News Project Cars: Entwickler und AMD arbeiten an Leistungssteigerung

berkeley · 11. Mai 2015

Das mag auch alles in gewisser Hinsicht durchaus praktische Relevanz für die heutige Zeit haben. Aber ich zitiere einfach:

"Many years ago, I briefly worked at NVIDIA on the DirectX driver team. This is Vista era, when a lot of people were busy with the DX10 transition......"
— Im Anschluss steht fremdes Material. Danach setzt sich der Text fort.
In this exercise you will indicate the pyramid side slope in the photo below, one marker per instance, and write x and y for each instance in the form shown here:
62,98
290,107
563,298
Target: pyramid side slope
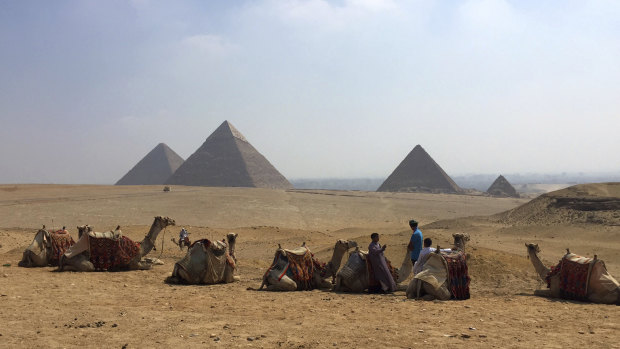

".....[Edit/update] I'm definitely not suggesting that the APIs have been made artificially difficult, by any means - the engineering work is solid in its own right. It's also become clear, since this post was originally written, that there's a commitment to continuing DX11 and OpenGL support for the near future. That also helped the decision to push these new systems out, I believe...."

Vetinari · 11. Mai 2015

Mit DX11 hat sich in den relevanten Punkten nicht besonders viel geändert (ist ja auch uralt), sonst müssten die GPU-Hersteller nicht so eng mit den Spieleproduzenten zusammenarbeiten. Was dabei immer noch herauskommt sieht man unter Anderem hier. Und sonst wären gewisse Spiele- respektive Engineentwickler nicht auf Vulkan/Mantle angesprungen.

berkeley · 11. Mai 2015

Dass DX11 nicht gerade das schnellste und beste sollte klar sein (im Vergleich zu LowLevel).
Seit der DX10 Einführung 2006 hat sich allerdings einiges getan. Da kamen schon noch ein paar Versionen raus mit 10, 10.1, 11, 11.1 und zuletzt 11.2 im Jahr 2013. Ganz so "für'n Arsch" waren die 9 Jahre dann doch nicht.

Vetinari · 11. Mai 2015

Aus meiner Froschperspektive hat sich die D3D API von 10 auf 11 nur weiter "aufgeblasen" , und die Wikipedia bestätigt mir das:

https://en.wikipedia.org/wiki/DirectX#DirectX_11 schrieb:
Direct3D 11 is a strict superset of Direct3D 10.1 — all hardware and API features of version 10.1 are retained, and new features are added only when necessary for exposing new functionality. This helps to keep backwards compatibility with previous versions of DirectX.

Daedal · 11. Mai 2015

Könntest du mal zitierten was du meinst?
Das ist ein 3 Seiten langer Thread.

Ergänzung (12. Mai 2015)

Vetinari schrieb:
@smilefaker:
Lies mal diesen Kommentar.

Den hast du schon zweimal verlinkt und ich habe keine Ahnung was du meinst

Ergänzung (12. Mai 2015)

Vetinari schrieb:
Aus meiner Froschperspektive hat sich die D3D API von 10 auf 11 nur weiter "aufgeblasen" , und die Wikipedia bestätigt mir das:

Deine Interpretation des zitierten Teils lässt schließen, dass du nicht sinnvoll aus dem Englischen übersetzt hast. Was du auf Deutsch schreibst steht da nicht in Englisch.

Vetinari · 11. Mai 2015

Ich meine den verlinkten Post, nicht den ganzen Thread.

Daedal · 11. Mai 2015

Den ersten?
Was soll da relevantes stehen? Der stellt ja selber nur Fragen. Zitier mal das wichtigste.

ZeT · 11. Mai 2015

Imho ist der Gedanke das man absichtlich Spiele schlechter programmiert um einem Hardwarehersteller eins auszuwischen absurd. Dadurch sägt man am Ast der verkauften Spiele. Man muss sich ja nur anschauen wie viele AMD KArten verbaut sind um zu sehen, das keiner freiwillig auf diese Käuferschicht verzichtet.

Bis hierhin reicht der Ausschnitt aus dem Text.